Miércoles semana octava Tiempo Ordinario (25 mayo 2016)

De Corazón a corazón: 1Pe 1,18-25 (“Rescatados con una sangre preciosa… reengendrados por la Palabra de Dios”); Mc 10,32-45 (“¿Podéis beber la copa que yo he de beber?… Servir y dar la vida por todos”)

Contemplación Vivencia Misión: El evangelio no se entiende, si no es en sintonía con los sentimientos y criterios de Jesús. Él es la Palabra personal del Padre, pronunciada eternamente en el amor del Espíritu Santo, que entra en lo más profundo de nuestro ser para hacerlo partícipe de su misma vida.

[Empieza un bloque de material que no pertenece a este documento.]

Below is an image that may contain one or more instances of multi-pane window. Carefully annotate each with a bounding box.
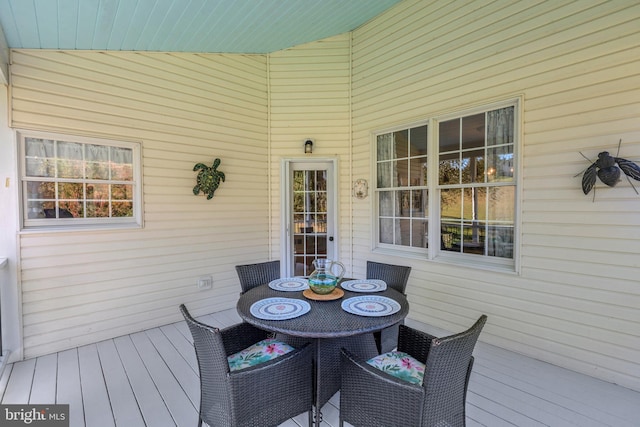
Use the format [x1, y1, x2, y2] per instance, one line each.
[376, 125, 429, 248]
[376, 103, 517, 265]
[19, 133, 140, 228]
[293, 170, 327, 276]
[438, 106, 516, 258]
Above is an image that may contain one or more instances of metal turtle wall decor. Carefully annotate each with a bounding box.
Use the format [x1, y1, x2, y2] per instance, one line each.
[193, 159, 224, 200]
[576, 140, 640, 200]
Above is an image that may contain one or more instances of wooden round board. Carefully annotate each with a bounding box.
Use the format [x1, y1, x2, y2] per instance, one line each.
[302, 288, 344, 301]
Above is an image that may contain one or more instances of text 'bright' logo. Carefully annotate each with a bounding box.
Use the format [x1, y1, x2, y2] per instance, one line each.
[0, 405, 69, 427]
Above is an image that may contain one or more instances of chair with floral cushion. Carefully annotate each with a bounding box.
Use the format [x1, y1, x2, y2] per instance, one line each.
[367, 261, 411, 353]
[340, 315, 487, 427]
[180, 304, 313, 427]
[236, 260, 280, 293]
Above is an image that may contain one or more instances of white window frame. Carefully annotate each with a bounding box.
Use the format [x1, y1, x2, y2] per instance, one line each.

El “precio” lo ha pagado el mismo Señor: dar la vida en un servicio humilde sin algazaras propagandísticas y en el último lugar.

*Corazón misericordioso de María, memoria de la Iglesia: Lo dejamos todo por amor a Cristo, para servir a todos como Él y con Él. “Necesitamos sumergirnos en el sí de María… Y luego, penetrar en los treinta largos años donde Jesús se ganaba el pan trabajando con sus manos, susurrando la oración y la tradición creyente de su pueblo y educándose en la fe de sus padres, hasta hacerla fructificar en el misterio del Reino” (Amoris Laetitia, n.65).